Outside, the St. Petersburg fog lifted. Or maybe it didn’t. It was hard to tell anymore.
Not a letter on perfumed parchment this time. No, this one appeared as a cryptic post on a forgotten VK profile—a black tile with a single, blinking eye. The caption read: "The game finds you. Even here." caraval vk
She tried to leave the group. The button was gone. Instead, a new post appeared: "You wanted magic. Now wear it like a wound." The first clue was a video message. Grainy. A man in a velvet coat, his face half-stitched with shadows. “Find the clock that doesn’t tick,” he whispered. “And don’t tell the others. In Caraval, allies are just rivals who haven’t betrayed you yet.” Outside, the St
The rules appeared in her DMs—not from a person, but from a bot named Legend. "Don't trust what you see. Don't believe what you feel. And never, ever refresh the page." That night, her feed began to shift. A friend’s photo of a birthday cake flickered into a map of an island that didn’t exist. A news article about city construction morphed into a countdown clock: It was hard to tell anymore
Anya realized the other 46 members were watching her. Some sent laughing emojis. Others, broken links. One girl with a white cat avatar messaged: "Run. The last winner disappeared from VK entirely. No profile. No trace."

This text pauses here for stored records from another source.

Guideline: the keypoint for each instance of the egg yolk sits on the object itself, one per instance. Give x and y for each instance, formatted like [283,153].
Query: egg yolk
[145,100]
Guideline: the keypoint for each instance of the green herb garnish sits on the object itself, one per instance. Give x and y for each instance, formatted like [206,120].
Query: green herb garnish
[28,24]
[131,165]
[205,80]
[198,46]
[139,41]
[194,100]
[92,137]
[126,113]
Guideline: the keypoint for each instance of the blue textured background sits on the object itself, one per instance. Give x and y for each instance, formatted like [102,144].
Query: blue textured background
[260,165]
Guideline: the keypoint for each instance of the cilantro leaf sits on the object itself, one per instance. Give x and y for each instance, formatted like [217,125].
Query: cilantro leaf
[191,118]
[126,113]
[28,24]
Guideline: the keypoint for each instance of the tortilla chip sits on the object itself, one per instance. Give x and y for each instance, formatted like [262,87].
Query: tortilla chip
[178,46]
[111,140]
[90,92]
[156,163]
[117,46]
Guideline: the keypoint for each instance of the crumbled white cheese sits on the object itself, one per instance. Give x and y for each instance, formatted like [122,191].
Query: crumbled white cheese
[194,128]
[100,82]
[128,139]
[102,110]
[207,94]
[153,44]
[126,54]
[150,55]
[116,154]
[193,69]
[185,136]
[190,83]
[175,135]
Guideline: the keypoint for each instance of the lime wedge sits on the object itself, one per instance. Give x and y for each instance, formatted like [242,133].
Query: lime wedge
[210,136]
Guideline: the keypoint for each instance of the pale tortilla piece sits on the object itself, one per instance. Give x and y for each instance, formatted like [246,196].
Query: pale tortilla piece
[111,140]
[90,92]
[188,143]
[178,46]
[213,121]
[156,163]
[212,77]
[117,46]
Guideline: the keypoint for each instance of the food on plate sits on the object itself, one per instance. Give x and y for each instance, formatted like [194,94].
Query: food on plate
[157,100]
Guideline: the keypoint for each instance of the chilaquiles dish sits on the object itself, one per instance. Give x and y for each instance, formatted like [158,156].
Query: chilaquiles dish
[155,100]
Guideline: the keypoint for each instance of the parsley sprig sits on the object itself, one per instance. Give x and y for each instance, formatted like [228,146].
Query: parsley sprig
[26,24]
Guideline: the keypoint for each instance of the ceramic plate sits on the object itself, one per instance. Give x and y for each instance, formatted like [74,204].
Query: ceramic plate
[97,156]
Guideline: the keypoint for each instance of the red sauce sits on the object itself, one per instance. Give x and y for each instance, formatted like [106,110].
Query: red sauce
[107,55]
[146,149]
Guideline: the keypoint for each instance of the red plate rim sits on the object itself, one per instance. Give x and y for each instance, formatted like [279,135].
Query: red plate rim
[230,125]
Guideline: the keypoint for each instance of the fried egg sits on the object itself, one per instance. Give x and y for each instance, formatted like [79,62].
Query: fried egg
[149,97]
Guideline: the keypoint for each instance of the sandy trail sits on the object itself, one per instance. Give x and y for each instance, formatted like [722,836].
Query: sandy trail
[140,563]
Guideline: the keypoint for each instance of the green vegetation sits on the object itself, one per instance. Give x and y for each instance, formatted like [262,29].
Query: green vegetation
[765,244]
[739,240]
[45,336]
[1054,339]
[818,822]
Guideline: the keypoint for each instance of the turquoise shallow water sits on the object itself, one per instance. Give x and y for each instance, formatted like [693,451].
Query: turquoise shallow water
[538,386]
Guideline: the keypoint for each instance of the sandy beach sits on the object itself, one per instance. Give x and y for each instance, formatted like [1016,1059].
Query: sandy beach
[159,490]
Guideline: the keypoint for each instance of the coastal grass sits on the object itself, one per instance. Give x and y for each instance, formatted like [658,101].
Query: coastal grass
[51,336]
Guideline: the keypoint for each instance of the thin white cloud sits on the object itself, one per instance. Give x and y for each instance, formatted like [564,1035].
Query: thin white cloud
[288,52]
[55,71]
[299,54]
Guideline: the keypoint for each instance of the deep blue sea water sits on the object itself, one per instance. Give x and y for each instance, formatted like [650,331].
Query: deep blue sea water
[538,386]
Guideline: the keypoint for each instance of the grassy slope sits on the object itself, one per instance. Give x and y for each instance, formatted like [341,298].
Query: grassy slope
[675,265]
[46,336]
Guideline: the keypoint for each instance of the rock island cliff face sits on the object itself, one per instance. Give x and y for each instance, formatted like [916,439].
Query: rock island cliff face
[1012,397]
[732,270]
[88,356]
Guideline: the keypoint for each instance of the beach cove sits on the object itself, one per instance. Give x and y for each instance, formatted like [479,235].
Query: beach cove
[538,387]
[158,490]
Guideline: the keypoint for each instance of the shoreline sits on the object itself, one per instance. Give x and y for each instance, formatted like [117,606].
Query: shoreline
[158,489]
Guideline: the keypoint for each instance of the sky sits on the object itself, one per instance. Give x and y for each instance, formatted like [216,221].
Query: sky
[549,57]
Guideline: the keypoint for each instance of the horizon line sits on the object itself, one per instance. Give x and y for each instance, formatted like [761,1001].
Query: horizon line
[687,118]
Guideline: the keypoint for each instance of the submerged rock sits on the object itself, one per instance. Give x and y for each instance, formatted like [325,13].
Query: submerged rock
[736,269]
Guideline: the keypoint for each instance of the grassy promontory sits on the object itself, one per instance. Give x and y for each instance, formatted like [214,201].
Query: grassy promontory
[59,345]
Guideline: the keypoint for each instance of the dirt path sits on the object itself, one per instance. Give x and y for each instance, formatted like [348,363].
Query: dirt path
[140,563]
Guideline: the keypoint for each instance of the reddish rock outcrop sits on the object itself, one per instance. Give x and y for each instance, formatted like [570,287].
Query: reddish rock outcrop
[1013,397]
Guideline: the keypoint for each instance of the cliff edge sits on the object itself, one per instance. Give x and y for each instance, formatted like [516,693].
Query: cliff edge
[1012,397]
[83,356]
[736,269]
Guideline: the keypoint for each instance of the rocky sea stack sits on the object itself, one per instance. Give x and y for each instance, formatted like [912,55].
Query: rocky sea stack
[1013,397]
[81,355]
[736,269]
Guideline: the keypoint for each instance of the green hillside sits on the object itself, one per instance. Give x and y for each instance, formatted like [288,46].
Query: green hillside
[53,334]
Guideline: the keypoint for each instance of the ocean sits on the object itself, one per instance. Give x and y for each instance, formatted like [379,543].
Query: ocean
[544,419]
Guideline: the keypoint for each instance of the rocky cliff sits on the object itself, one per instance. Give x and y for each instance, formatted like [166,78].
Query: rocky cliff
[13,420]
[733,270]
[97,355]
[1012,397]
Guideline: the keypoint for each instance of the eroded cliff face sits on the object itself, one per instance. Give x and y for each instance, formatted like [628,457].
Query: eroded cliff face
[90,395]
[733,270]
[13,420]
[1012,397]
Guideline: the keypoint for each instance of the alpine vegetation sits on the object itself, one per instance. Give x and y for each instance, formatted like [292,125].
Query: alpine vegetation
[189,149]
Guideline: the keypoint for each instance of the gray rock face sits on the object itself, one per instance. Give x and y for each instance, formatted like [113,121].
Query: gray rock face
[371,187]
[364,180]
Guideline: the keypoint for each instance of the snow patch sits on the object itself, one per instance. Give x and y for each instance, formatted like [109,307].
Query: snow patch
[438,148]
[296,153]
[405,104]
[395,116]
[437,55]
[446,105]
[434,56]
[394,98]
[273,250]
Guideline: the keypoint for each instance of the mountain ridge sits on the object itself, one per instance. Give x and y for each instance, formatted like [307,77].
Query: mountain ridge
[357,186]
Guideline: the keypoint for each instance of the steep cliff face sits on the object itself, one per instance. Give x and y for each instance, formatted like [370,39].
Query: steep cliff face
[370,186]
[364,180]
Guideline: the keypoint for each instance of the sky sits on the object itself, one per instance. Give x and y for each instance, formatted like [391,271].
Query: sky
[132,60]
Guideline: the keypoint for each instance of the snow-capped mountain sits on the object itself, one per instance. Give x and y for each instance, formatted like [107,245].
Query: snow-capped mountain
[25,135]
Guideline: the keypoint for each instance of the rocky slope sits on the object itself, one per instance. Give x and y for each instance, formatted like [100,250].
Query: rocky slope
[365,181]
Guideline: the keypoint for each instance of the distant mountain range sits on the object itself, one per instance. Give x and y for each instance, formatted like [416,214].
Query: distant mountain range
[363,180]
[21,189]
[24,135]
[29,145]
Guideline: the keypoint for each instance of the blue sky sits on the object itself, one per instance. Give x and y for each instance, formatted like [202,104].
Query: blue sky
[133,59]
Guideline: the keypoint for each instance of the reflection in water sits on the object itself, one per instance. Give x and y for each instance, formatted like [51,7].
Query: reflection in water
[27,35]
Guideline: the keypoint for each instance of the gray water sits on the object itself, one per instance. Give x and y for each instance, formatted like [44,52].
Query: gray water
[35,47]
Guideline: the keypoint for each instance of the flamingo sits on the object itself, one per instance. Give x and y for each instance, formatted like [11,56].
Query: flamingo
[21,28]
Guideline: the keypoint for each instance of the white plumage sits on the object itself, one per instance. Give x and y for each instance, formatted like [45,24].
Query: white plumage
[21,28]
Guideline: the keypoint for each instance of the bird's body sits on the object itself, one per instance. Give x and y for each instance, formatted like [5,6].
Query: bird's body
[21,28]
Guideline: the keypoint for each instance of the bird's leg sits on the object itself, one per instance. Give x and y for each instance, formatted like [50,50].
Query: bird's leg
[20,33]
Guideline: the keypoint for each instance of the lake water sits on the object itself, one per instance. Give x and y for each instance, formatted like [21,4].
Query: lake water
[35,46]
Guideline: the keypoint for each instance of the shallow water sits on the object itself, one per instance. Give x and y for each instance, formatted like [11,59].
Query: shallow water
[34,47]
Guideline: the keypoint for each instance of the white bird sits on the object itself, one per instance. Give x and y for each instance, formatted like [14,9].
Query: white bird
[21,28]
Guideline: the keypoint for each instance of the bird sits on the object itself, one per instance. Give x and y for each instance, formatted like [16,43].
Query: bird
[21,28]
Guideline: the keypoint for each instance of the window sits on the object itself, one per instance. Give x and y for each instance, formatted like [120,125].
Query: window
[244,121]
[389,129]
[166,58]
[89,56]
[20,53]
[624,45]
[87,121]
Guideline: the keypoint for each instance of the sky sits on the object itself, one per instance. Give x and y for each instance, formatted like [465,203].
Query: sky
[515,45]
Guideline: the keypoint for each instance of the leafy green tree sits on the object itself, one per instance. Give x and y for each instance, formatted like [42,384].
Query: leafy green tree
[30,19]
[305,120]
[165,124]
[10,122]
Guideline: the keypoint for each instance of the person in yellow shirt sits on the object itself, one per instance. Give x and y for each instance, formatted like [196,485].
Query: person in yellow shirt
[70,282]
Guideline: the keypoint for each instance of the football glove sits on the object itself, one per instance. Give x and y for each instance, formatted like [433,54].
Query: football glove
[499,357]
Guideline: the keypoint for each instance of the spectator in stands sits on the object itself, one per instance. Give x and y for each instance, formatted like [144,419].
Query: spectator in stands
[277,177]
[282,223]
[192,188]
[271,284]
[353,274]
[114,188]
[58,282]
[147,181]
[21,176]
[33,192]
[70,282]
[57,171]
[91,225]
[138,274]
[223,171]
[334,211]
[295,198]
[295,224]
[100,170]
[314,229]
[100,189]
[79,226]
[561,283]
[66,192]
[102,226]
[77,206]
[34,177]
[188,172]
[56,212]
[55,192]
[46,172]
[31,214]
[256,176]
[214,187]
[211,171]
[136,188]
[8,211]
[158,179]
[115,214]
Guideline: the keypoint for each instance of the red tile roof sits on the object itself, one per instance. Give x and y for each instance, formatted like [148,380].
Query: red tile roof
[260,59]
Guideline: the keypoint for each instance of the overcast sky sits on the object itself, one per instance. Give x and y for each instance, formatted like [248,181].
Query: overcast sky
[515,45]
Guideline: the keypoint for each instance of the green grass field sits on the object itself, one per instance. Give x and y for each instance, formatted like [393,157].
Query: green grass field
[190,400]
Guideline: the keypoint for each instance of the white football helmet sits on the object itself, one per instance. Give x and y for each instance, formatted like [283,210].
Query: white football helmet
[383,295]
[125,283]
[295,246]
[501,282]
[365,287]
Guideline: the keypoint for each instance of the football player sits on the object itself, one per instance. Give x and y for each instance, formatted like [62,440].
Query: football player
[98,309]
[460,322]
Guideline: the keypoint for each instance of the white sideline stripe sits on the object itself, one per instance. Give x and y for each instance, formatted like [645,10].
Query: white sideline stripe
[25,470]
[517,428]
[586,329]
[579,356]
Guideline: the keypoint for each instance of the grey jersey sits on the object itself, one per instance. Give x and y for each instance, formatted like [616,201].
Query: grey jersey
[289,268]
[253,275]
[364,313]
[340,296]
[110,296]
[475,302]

Her name was Anya. She lived in a panel building on the edge of St. Petersburg, where the winter fog swallowed streetlights whole. She had clicked the link out of boredom at 2 a.m. A mistake. Or maybe destiny.
A single reply came back. From the bot Legend. “Now? Now you post the next invitation. Someone else’s turn. Someone else’s reality. Don’t worry—Caraval loves you. That’s the worst part.” And somewhere in the dark, a carousel began to turn. Not for children. For dreamers who clicked "Join" when they should have scrolled past. End of piece. Want a version with a different tone (e.g., darker, more romantic, or fandom-specific)? Just let me know.